# Protecting PHP code - obfuscation?



## agusgriego (Jul 28, 2004)

Hi... are there any tools (freeware if possible) that could help protecting my PHP code by obfuscating it or by other means?

Thannx in advance,


----------



## scruffy (Jul 28, 2004)

Who's going to see your php code anyway?  are you releasing it as a product, or just running it on a web server?


----------



## andehlu (Jul 28, 2004)

yes if youre running it over apache you wont have to worry about it.


----------



## agusgriego (Jul 28, 2004)

I'm not selling a product. The thing is that I want complex websites I create (and upload to the client's FTP) not to be available to other person who want to modify or steal the code.

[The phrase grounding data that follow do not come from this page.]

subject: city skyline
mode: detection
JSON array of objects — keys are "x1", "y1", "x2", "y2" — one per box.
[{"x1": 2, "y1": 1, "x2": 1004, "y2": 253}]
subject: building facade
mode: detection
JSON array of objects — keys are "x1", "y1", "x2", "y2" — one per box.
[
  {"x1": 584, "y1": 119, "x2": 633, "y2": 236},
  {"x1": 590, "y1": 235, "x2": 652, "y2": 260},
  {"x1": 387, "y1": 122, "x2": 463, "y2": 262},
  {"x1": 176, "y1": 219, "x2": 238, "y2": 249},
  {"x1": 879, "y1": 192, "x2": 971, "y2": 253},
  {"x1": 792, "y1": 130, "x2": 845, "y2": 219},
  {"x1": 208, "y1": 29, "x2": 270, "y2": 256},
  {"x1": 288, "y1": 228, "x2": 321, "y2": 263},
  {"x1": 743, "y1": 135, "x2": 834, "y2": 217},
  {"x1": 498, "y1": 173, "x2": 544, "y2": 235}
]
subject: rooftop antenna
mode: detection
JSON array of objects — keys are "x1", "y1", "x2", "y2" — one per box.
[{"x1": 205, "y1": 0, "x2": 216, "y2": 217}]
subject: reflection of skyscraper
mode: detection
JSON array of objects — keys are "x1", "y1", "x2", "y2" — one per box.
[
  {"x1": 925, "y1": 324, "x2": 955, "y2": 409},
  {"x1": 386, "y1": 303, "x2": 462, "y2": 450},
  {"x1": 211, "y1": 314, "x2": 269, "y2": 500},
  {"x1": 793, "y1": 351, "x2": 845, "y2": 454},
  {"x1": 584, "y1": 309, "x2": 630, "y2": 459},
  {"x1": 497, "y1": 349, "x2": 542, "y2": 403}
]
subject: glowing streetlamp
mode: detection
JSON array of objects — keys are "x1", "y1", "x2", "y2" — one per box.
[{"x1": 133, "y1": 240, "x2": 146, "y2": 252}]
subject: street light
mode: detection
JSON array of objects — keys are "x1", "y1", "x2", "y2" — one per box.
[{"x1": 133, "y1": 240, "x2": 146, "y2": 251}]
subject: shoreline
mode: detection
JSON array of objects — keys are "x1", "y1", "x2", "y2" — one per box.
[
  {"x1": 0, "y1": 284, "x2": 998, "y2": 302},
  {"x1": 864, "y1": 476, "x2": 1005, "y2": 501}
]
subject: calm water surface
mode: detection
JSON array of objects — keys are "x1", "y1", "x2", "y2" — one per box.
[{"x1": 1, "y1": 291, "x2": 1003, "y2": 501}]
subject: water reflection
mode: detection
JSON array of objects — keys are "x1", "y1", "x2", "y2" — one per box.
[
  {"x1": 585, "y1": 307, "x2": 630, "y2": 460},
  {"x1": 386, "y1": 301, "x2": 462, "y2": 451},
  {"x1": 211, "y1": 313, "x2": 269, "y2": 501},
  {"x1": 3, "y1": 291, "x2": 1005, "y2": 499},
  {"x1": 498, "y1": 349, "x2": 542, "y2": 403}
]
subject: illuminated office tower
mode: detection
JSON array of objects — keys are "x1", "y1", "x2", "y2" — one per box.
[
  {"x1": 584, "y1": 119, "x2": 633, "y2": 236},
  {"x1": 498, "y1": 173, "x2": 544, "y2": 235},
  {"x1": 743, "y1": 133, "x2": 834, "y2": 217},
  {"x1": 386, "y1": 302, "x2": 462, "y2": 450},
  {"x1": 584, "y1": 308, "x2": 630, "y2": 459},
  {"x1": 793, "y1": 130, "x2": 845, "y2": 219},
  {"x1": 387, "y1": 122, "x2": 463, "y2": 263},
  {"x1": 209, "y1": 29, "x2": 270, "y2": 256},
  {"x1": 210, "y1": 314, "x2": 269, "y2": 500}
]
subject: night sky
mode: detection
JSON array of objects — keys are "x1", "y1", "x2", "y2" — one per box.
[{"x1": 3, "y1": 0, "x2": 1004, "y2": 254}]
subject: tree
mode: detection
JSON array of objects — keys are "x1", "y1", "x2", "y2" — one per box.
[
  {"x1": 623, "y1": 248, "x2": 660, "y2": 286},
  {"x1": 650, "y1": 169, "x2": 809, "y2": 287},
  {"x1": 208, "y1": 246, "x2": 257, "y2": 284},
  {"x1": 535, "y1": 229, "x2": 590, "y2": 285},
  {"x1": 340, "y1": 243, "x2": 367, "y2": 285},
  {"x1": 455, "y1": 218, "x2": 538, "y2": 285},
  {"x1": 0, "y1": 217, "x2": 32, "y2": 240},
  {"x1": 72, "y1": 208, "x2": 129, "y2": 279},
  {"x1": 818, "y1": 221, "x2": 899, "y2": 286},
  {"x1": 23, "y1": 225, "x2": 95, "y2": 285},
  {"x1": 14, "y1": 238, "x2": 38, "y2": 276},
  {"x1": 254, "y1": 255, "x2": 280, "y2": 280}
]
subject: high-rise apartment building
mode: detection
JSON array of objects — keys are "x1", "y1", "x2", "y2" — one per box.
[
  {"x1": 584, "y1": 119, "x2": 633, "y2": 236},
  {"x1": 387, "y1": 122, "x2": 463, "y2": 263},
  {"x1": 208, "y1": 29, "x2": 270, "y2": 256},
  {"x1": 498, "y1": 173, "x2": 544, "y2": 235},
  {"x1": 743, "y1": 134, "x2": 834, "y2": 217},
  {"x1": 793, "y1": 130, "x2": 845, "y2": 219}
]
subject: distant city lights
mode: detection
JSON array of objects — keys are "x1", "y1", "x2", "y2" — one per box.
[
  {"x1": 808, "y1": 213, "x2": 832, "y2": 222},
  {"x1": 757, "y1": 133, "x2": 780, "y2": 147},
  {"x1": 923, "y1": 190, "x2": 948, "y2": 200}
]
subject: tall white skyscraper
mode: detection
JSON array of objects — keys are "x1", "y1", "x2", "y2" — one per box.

This is, i want al the classes i have programmed in PHP to be protected so if anyone comes after me, they can't copy them or modify them.

Thanks,


----------



## scruffy (Jul 28, 2004)

I suppose just putting a copyright notice on them and trusting to people's honesty wouldn't do...

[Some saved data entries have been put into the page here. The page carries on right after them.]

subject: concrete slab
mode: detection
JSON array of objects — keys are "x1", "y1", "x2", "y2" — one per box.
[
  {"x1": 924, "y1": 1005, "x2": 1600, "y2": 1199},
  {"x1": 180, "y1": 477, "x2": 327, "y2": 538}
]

That said, there is a bytecode compiler for php
http://pecl.php.net/package/bcompiler


----------



## TommyWillB (Jul 28, 2004)

Zend Encoder - The Industry Standard in PHP Software Protection


----------



## scruffy (Jul 29, 2004)

only downside to zend is, you have to install extra software at the client's site.  I don't think you do have to do that with bcompiler - it just compiles the php to regular php bytecode, executable by an unmodified php interpreter, but not easily readable by humans


----------



## agusgriego (Jul 29, 2004)

Thanks for all the answers, I think bcompiler is the choice since I don't develop huge complex website costing millions... I only want to protect the code...

Thanks again,


----------